I just finished reading a book called “The Four Agreements” by Don Miguel Ruiz. It took me all of two days to read because it’s so small, but it’s crammed with unbelievably impactful insight. Without giving too much away, the book is based on the idea that we are born as perfect little beings and then over the course of time we continually make “agreements” with ourselves both consciously and subconsciously about our belief system. It is up to us as adults to redefine those beliefs and create new agreements that are healthier and that help us live richer lives.
I don’t know about you, but I personally could use a little re-write on the agreements that I have with myself and the subtle ways in which I use these agreements to stand in the way of my own progress.
Obviously, everyone has a completely different set of circumstances from their childhood. I don’t believe “normal” childhoods exist - no matter how “normal” your family appeared. We all have something in our history that helps us contribute to the walking mob of psychosis that we are today; be it right, wrong, or indifferent.
Your home life, your school experience, your friends, and your religion all play a part in the agreements you make with yourself about what is true and what is not.
This theory works down to the tiniest, most obsolete detail in our lives even if there is no rhyme or reason for that agreement. Example: The first time I ever lived away from my house I was 19. I moved into an apartment with my very best girlfriend and the first time we unpacked our groceries together, I immediately placed the loaf of bread in the microwave for storage. Why? Because that’s what my mom did. No other reason. I grew up believing that’s where everyone stored their loaf of bread. My best friend thought I was crazy and it prompted me to ask my mom for an explanation. Apparently, we stored the bread in the microwave because our kitchen was so small; we didn’t have anywhere else to put it so she made the microwave double as a bread box. No wonder my friend thought I was nuts.
See? It doesn’t matter what the reason is… our belief system is so ingrained in our very being, that we (a) most of the time aren’t even aware that we believe certain things and (b) if we’re adamant about certain beliefs, we sometimes don’t even know why. Most of us don’t even question what our belief system is anymore, we just go about life in the way we always have.
I do have a point… which I’m getting to.
“The Four Agreements” was an interesting read for me because it made me aware of my belief system.
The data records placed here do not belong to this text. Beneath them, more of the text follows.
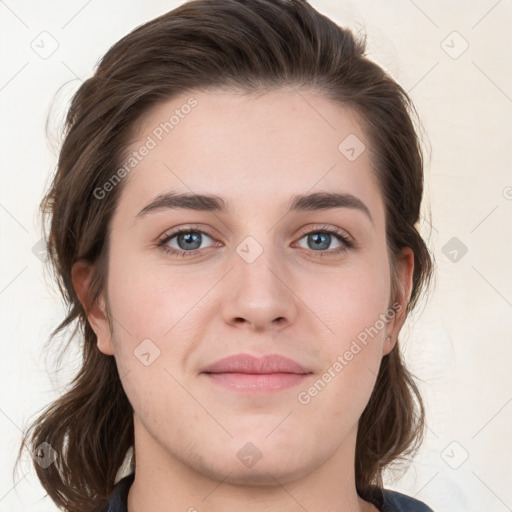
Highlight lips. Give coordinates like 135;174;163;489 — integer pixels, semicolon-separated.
200;353;309;374
200;353;312;393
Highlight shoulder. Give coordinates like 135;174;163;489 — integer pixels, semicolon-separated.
382;488;435;512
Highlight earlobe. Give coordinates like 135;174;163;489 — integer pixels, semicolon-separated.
382;334;397;355
71;260;115;356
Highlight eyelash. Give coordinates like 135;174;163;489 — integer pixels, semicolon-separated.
156;224;353;259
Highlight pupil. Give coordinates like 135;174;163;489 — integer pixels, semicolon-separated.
310;233;329;250
179;232;201;250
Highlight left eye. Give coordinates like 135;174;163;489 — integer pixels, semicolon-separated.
295;230;351;252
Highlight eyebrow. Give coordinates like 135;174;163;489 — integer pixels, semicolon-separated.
136;191;373;223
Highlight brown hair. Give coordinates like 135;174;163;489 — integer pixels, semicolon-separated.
17;0;434;510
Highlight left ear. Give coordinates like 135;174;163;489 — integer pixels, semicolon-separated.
382;247;414;356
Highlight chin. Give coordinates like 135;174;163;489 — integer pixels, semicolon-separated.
204;457;312;487
188;440;319;488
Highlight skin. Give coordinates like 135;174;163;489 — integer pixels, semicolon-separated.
72;87;414;512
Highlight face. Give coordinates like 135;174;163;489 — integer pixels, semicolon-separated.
74;87;413;486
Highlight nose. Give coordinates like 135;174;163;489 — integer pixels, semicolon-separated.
220;242;299;332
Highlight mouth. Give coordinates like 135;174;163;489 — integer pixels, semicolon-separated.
200;353;313;393
203;372;311;392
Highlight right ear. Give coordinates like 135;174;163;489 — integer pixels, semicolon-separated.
71;259;115;356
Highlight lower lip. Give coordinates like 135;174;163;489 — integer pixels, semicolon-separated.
204;372;310;392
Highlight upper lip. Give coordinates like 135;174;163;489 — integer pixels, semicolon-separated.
201;354;310;374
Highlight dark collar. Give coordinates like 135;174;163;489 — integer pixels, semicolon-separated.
108;473;433;512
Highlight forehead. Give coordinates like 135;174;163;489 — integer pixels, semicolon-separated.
115;87;384;226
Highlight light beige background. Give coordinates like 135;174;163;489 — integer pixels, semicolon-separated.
1;1;511;511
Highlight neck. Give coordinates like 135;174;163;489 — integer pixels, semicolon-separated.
127;416;376;512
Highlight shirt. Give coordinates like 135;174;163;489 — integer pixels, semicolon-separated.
107;472;435;512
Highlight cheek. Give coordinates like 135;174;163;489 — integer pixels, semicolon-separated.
106;250;212;343
301;256;391;404
107;262;199;421
297;268;389;427
315;255;392;344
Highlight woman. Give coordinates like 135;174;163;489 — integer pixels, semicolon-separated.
19;0;435;511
And like it or not, I have agreements that I made with myself, God only knows when, that commit me to believing things like, I’m not good enough… I can’t have what I want… I shouldn’t dream any bigger because I don’t want to get my hopes up… the list goes on. And even though I’ve made a TON of progress in re-working these beliefs, they somehow sneak up on me when I least expect it.
Today, it became crystal clear that I still have some major obstacles to overcome in order to get where I want to go. And ironically, given that my outside world tends to match the lessons that I need to learn most, it ties into “The Four Agreements” message.
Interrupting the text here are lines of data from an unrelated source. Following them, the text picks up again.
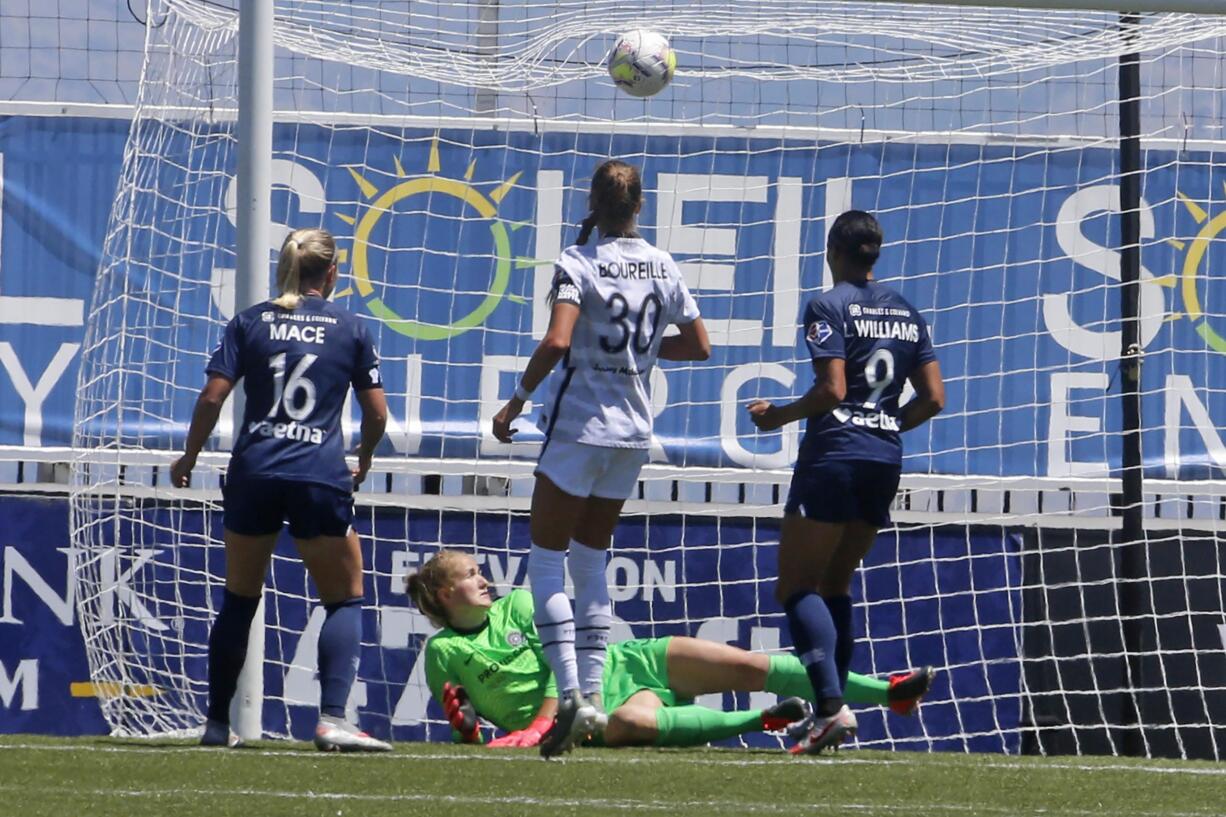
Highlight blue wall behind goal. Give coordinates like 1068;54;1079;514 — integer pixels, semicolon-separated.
0;493;1022;751
5;117;1226;478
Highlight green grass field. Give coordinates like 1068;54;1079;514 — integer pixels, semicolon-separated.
1;736;1221;817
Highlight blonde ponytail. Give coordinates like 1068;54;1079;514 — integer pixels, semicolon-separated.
272;228;336;310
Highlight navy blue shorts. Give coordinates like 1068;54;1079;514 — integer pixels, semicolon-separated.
223;478;353;539
784;460;901;527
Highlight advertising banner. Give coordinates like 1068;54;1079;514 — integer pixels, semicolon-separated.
3;118;1226;477
0;495;1020;751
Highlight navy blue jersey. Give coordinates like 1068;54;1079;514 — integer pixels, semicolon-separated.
797;280;935;466
206;296;381;491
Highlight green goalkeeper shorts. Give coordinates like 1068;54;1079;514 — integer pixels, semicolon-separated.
601;636;683;713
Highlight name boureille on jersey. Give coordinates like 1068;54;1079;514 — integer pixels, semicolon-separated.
597;260;667;280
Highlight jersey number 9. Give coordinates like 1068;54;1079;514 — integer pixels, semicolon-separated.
863;348;895;409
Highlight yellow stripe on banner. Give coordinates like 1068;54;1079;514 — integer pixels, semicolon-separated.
71;682;160;698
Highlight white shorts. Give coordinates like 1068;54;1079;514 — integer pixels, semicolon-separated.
535;440;649;501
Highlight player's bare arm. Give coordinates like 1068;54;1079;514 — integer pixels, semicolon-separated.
747;358;846;431
899;359;946;432
492;301;579;443
170;374;235;487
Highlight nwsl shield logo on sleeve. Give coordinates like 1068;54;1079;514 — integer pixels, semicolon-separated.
807;321;833;345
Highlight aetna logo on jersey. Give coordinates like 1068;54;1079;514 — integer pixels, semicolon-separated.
246;419;325;444
597;261;666;280
853;319;919;342
832;407;900;432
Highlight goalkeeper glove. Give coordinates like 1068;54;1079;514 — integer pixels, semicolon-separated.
442;681;480;743
486;715;554;748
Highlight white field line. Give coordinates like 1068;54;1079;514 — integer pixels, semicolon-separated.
1;741;1224;778
0;785;1216;817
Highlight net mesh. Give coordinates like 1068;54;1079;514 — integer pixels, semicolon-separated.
71;0;1226;757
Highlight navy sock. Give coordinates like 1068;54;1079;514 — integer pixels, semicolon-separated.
206;589;261;724
825;594;854;691
783;590;844;716
318;597;363;719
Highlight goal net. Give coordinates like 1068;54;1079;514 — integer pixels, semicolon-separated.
72;0;1226;758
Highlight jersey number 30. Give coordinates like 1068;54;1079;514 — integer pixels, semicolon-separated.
600;293;663;354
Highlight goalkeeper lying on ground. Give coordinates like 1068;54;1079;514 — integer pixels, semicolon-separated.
407;550;933;748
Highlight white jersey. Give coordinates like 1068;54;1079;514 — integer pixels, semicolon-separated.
537;236;700;449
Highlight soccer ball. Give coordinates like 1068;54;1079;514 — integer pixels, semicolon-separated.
607;30;676;98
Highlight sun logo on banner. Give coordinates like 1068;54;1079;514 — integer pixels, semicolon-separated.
334;134;529;340
1170;192;1226;354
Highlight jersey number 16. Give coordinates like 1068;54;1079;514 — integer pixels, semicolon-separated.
268;352;318;421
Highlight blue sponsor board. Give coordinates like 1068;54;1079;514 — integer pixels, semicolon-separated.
0;495;109;735
3;117;1226;477
0;494;1021;750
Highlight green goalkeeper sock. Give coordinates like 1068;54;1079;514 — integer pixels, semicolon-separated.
653;705;763;747
766;654;890;706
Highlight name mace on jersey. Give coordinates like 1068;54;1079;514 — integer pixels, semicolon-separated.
269;322;329;343
853;319;919;342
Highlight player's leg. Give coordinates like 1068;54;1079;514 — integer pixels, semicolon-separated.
203;529;277;746
607;689;799;748
819;521;877;691
665;636;768;697
293;486;389;752
203;479;282;747
777;463;860;754
819;462;901;693
570;497;618;715
603;690;664;746
530;447;603;757
775;511;845;714
663;636;893;708
296;528;389;751
571;448;646;712
528;471;587;689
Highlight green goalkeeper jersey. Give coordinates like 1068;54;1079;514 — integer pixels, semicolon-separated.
423;589;558;734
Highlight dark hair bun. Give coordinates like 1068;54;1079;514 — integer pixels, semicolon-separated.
828;210;883;271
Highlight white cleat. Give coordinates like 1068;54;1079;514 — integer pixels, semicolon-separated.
588;692;609;739
313;716;392;753
789;704;858;756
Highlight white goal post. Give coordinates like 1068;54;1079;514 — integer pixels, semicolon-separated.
70;0;1226;758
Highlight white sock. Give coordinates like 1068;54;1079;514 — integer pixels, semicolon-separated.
568;539;611;698
529;543;579;694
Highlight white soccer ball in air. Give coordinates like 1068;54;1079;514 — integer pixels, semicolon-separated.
607;30;676;98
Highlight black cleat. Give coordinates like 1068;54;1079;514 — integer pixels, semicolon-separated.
888;666;936;716
200;719;243;748
538;689;599;759
760;696;811;732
I’m part of an accountability group and in that group we discuss and brainstorm our progress as it relates to the dreams we are trying to achieve. During our conversation this afternoon I become painfully aware that I spend a lot of time complaining that I don’t seem to be getting where I want to go fast enough (i.e. getting paid to do what I want to do) and yet I am also painfully aware that I can’t seem to get out of my way.
I have this ingrained belief that I can’t. Now, who knows where it came from… and the fact is it doesn’t really matter where it came from. The “why” behind any of our behaviors doesn’t really matter. I was told once that the “why” is the booby prize, because really… what do you gain from knowing the answer to the question? Absolutely nothing. Unless you’re ready to take action, the why doesn’t really make a difference.
SO… as I was whining on my conference call today about how I really would like to make some money and I can’t seem to figure out how to make that happen, one of my accountability partners ever-so-candidly pointed out to me that I have a couple of choices… I can either take myself out and get a part-time job and work on my dream during the other part-time hours of my week… or I can choose to continue working the way I’m working and just make it work until I make some money - be it tomorrow or six months from now. Either way, I should just choose and stop talking about it.
And so goes the cycle. Sometimes I play the part of Veruca Salt in Willy Wonka and the Chocolate Factory all too well… “I want a chocolate factory daddy… and I want it NOOOOOOOWWW!”
There is only one thing stopping me from making my dreams a reality sooner rather than later, and I am sure that one thing is ME. I say I want, and then I get lost in the fear of (fill in the blank here)… failure, insecurity, self-doubt, what if’s, worst case scenarios, and uncertainty. And most of this happens behind the scenes - I say I can on the outside… and then there’s a hidden little voice that says I can’t. And most times I don’t even hear it, that’s how subtle it is.
That being said, I’m in need of exploring a new system. I wish I could tell you that I’m going to wrap up this post and tie it with a nice little bow for presentation, but that would not be honest. Let’s just say that I finished the book and now I’m thinking what a daunting task it will be to create new agreements with myself!
This is the part where I get to admit again to being a work in progress. And I suppose for now… that’s good enough. But I’m curious… does anyone else out there have the same problem with their own agreements? If so, how do you internally combat the agreements you’ve made?
If you have insight… hit me with it.